Once a year I look at my phone usage. I should do it more often but at least I look at it. I have a Blackberry so this involves looking at my data usage and my text usage. Here’s what I found out:

I used an average of 35 per cent of my data. That’s 35 per cent of 500 MB.

I also used maybe 10 per cent of my text allowance. I have 2,500 allowed texts per month.

I barely use my long distance and don’t use up my daytime minutes.

Yet I was paying for all of that with a monthly average of $100. Ouch. So I call Rogers and explain my findings to the customer service rep and ask if she can do something about this in a way that will benefit me, aka, make me happy. She gives me nothing. I ask to be put to customer retention and she immediately tells me that she can’t do that as that is only for people who are looking to cancel their contracts.

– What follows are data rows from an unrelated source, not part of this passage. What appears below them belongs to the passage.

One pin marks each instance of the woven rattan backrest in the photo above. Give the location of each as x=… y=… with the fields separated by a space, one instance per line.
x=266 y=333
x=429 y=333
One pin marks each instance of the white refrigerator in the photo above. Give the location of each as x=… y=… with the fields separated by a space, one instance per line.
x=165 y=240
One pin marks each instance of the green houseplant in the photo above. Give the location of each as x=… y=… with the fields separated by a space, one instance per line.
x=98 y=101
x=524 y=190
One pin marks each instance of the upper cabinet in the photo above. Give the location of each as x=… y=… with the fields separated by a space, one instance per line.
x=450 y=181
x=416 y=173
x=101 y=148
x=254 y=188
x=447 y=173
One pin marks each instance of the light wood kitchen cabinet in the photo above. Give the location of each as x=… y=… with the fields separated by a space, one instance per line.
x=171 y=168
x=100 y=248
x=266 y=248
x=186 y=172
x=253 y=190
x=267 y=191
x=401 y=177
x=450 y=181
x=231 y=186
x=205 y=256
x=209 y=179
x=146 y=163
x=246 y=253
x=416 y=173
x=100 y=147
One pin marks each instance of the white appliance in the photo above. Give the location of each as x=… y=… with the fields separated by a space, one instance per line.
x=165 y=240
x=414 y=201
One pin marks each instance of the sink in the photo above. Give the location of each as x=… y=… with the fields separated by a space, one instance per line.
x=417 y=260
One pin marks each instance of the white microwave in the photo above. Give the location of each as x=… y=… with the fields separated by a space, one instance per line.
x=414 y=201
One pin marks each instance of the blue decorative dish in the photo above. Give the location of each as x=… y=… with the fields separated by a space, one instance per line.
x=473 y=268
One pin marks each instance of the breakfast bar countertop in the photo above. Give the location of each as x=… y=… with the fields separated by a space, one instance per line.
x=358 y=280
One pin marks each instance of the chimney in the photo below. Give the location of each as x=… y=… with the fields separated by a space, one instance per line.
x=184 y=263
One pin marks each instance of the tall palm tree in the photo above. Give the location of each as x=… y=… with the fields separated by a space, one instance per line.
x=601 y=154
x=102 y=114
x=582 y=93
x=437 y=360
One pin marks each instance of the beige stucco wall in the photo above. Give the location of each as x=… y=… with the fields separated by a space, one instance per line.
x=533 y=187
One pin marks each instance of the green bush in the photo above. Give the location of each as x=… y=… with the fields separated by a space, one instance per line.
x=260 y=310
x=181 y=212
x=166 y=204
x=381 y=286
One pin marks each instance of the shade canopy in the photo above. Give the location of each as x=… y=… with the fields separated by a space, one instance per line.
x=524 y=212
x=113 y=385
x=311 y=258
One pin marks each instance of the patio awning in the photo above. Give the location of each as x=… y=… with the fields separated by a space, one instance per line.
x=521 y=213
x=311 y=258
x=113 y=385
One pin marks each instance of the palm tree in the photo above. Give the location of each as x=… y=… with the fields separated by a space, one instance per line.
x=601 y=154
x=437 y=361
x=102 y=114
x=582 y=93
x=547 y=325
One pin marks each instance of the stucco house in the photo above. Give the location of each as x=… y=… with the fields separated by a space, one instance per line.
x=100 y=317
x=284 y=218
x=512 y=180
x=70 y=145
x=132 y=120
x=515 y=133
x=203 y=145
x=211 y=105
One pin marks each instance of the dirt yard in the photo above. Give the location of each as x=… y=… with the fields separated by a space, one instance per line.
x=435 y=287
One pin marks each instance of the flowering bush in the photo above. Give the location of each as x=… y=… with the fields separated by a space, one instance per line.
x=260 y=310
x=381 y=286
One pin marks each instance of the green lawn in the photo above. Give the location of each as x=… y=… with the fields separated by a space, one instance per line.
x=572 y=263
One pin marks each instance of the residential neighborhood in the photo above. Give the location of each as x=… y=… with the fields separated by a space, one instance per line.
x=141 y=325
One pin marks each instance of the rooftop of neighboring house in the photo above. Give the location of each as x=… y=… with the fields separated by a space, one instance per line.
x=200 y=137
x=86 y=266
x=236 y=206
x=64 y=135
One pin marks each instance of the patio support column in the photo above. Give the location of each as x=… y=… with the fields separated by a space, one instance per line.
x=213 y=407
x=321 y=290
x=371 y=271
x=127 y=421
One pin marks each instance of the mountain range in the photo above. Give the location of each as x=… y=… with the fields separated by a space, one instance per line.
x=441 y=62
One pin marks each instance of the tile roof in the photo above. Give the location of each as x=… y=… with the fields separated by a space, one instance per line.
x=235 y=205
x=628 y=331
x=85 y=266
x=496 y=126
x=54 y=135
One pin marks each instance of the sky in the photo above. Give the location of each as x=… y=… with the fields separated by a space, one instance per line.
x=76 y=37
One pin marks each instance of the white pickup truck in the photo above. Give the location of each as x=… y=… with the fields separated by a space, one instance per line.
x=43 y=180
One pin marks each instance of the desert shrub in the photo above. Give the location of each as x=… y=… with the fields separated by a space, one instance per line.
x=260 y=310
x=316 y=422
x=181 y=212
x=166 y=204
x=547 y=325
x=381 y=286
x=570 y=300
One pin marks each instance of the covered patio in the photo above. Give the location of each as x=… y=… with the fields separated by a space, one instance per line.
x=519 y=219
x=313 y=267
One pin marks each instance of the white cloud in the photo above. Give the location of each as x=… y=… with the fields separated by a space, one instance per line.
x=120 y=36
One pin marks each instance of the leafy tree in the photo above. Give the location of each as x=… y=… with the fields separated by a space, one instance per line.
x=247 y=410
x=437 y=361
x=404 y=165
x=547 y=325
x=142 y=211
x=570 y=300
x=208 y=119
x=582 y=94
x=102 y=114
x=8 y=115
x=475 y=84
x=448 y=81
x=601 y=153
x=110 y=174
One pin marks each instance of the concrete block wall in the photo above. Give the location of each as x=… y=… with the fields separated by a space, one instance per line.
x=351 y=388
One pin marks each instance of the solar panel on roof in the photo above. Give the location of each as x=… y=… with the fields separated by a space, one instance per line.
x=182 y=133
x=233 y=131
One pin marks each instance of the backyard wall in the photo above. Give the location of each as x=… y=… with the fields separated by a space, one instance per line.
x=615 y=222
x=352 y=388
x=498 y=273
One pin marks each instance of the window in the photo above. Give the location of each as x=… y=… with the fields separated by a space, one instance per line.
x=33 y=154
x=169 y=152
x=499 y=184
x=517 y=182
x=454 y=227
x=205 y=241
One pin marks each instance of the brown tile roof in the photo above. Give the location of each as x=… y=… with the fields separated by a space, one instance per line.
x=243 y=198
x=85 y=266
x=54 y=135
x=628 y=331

“I’m perfectly happy to consider that,” I tell her happily and politely. I get put on hold and am connected to the customer retention rep. Once again I explain my situation – don’t use all my data, don’t use all my text, don’t use this, don’t use that, don’t want to pay for it, etc. etc. Can you do something about it, please? – and then I point out that a competitor has this deal that gives me what I want for about $40 less.

We talk and by the end of it I ended up reducing my monthly phone and internet costs from an average of $147 to $102.

So how was it done?


I looked at what I was paying versus what I was using. Then I noted how I use my phone: mostly for email, texting, Twitter and Blackberry Messenger.


Once I knew how I was using my phone I looked at the available plans, found a few that I liked and had them open on my laptop when I made the call.


I was willing to cancel my contract, pay the fines and switch. It would have been an initial outlay but it was one I was willing to make.


I’ve never found customer service useful when trying to change my plan. Knowing I was willing to cancel, I immediately asked to be put through to retention after customer service couldn’t help.


Seriously. I was nice and polite to the customer retention rep even though my first instinct is to be hostile. It was a great experience for both of us and I even left a message with his manager commending his service at the end of the call. On a side note, I don’t think that affected my new plan since I mentioned it to the customer retention rep. after I got the new plan.

So with that I’ll be saving an average of $490 a year. Not too bad.

One of these days I’ll tell you how I got out of paying $400  in fees to Bell thanks to an apartment building.